La guerre en Ukraine alimente l’inflation alimentaire en Afrique du Nord
La Russie et l’Ukraine représentent 30 % des exportations mondiales de blé. Le conflit d’aujourd’hui pèse inévitablement sur les prix du blé dans le monde. Quelques heures seulement après l’entrée des troupes russes en Ukraine, le prix du blé a culminé à un niveau record de 344 euros la tonne sur Euronext. Cela s’ajoute aux pressions inflationnistes précédentes, les prix mondiaux des denrées alimentaires ayant atteint un niveau record en 10 ans l’année dernière, lorsque le prix des céréales était supérieur de 27 % à celui de 2020.
L’inflation alimentaire est un facteur clé de la fragilité socio-économique en Afrique du Nord, où les pays sont fortement dépendants des importations en provenance des marchés mondiaux. La flambée des prix alimentaires a accru les inquiétudes quant à son impact sur les budgets de l’État (principalement en raison des subventions gouvernementales en place). Avant le déclenchement du conflit, les mauvaises récoltes dans les principaux pays producteurs en raison d’événements météorologiques extrêmes, de la hausse des coûts d’expédition, des pénuries de main-d’œuvre, de la crise énergétique actuelle et de la hausse des prix des engrais avaient été les principaux facteurs ayant contribué à la flambée des prix mondiaux au cours des derniers mois.
L’insécurité alimentaire en Afrique du Nord
L’insécurité alimentaire modérée ou sévère marque toute la région nord-africaine et touche une part importante de la population allant de 17,6 % en Algérie à 28 % au Maroc, et 37,4% en Libye.

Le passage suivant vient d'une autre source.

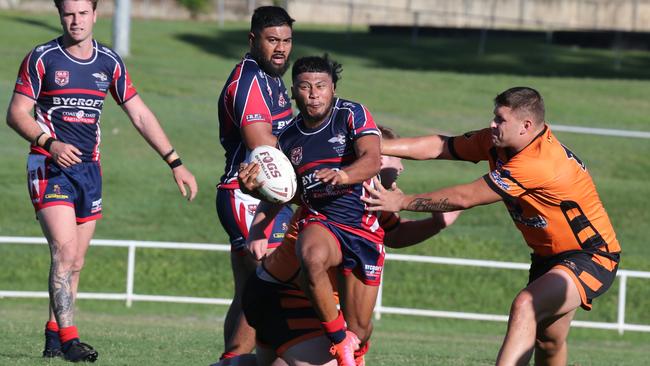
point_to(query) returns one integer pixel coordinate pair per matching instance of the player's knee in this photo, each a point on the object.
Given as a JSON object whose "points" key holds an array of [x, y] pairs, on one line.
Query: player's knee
{"points": [[314, 262], [549, 347], [523, 304], [78, 264]]}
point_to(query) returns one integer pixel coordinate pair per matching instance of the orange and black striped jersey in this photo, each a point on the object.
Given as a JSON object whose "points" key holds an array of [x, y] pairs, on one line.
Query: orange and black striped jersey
{"points": [[547, 190], [283, 265]]}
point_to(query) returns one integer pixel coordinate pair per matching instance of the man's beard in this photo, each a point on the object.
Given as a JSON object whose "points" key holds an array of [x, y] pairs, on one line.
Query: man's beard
{"points": [[268, 66]]}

Voici les conséquences de cette guerre pour l’Afrique :
La région est fortement tributaire des importations alimentaires, en particulier des céréales. L’Algérie est le premier importateur de denrées alimentaires d’Afrique : près de 75 % des denrées nécessaires à sa population proviennent de l’extérieur. Le Maroc importe plus de 50% des céréales destinées à la consommation humaine et la Tunisie environ 70 %. L’Égypte est le plus grand importateur de blé au monde. De plus, jusqu’à 90 % de la consommation céréalière libyenne est constituée d’importations. Dans l’ensemble, ces chiffres indiquent une vulnérabilité géopolitique importante, qui peut en quelque sorte être comparée à la dépendance des pays industrialisés aux importations de pétrole. L’Ukraine et la Russie comptent parmi les principaux fournisseurs de céréales de la région nord-africaine.
Conséquences sociopolitiques en cascade
Dix ans après les soulèvements arabes, de nombreux défis socio-économiques et politiques qui ont alimenté les manifestations doivent encore être relevés. La pandémie de COVID-19 a encore détérioré le contexte socio-économique et pèse lourdement sur les secteurs économiques clés ainsi que sur la hausse des taux de chômage, en particulier chez les jeunes. En conséquence, la flambée des prix alimentaires pourrait réduire le coût d’opportunité de la rébellion, avec un nombre croissant de citoyens prêts à prendre le risque de se rassembler et de se joindre à des manifestations violentes.
Les bouleversements liés à l’alimentation sont tout sauf nouveaux dans la région. Cela a commencé avec les émeutes du pain égyptiennes de 1977, suivies de la grève générale de juin 1981, qui fit des centaines de morts à Casablanca, et des émeutes tunisiennes de l’hiver 1983-1984. Des émeutes et des manifestations ont été enregistrées en Tunisie et au Maroc à la suite de la crise mondiale des prix alimentaires de 2007-2008.